The results are striking, if not surprising. The most notable finding is the many workers who said they struggled to manage their work over the year, with many reporting a considerable level of supplementary work needed to keep up with remote and hybrid models. Other notable findings include:
- Strategy and efficiency declined this year: Time spent on strategy has declined to 9% (vs. 15% in 2021).
- Working remote improved productivity but increased isolation: 50% U.S. workers said it is easier for them to concentrate while working remotely, but 43% of workers feel more isolated when working remotely.
- Hybrid work is here to stay: U.S. workers ideally want a near-equal split of time between the central office and home office.
- U.S. workers do not have a clear start / stop time: Almost two-thirds (63%) of U.S. workers are checking work email outside of working hours.
- Rise in unproductive meetings: 43% spent more time on video calls compared to 12 months ago and 60% are multitasking during virtual meetings more than they did 12 months ago
- Clearer processes = better productivity: The top thing U.S. knowledge workers said could improve their focus and productivity is clearer processes in the workplace. An estimated 5.6 hours could be saved per week.
While the results include many positive outcomes, there is also concern about the way people are working and the impact on their health and ultimately the enterprise. Between grappling with work and navigating never-ending pings and notifications, all within the context of an ongoing pandemic, burnout remains a persistent challenge for global employees.
Overall levels of burnout have decreased slightly — from 71% to 63% — but the problem is pervasive among younger workers, with 84% of Gen Z reporting burnout in the last year. While it is difficult to manage this, or to reduce the amount of digital information workers use, managers will no doubt be aware of how much it costs to replace workers in the event of a burnout, if indeed, they are replaceable.
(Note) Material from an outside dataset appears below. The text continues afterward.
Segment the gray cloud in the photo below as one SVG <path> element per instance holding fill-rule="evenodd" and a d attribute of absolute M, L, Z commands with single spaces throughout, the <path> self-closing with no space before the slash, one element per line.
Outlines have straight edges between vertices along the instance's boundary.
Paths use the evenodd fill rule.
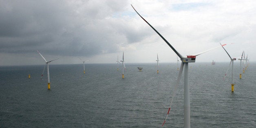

Crestron Expands Room-Control Offering
Finally this week, Rockleigh, NJ-based Crestron Electronics, has announced the expansion of its room control portfolio with key enhancements to Crestron VC-4 Virtual Control. Crestron develops advanced control and automation systems for the office, campus and home, and offers integrated solutions to monitor, manage, and control the multiple elements which comprise the physical meeting place, including audio, video, lighting, shades and climate.
VC-4 gives enterprise IT managers a broader range of choices for their in-room control platform, providing a scalable software control platform while maintaining support for existing hardware-based solutions. With VC-4, IT can design and configure a room’s UC, AV and control solutions, save those configurations, and then automate them in what the company promises will be a fraction of the time.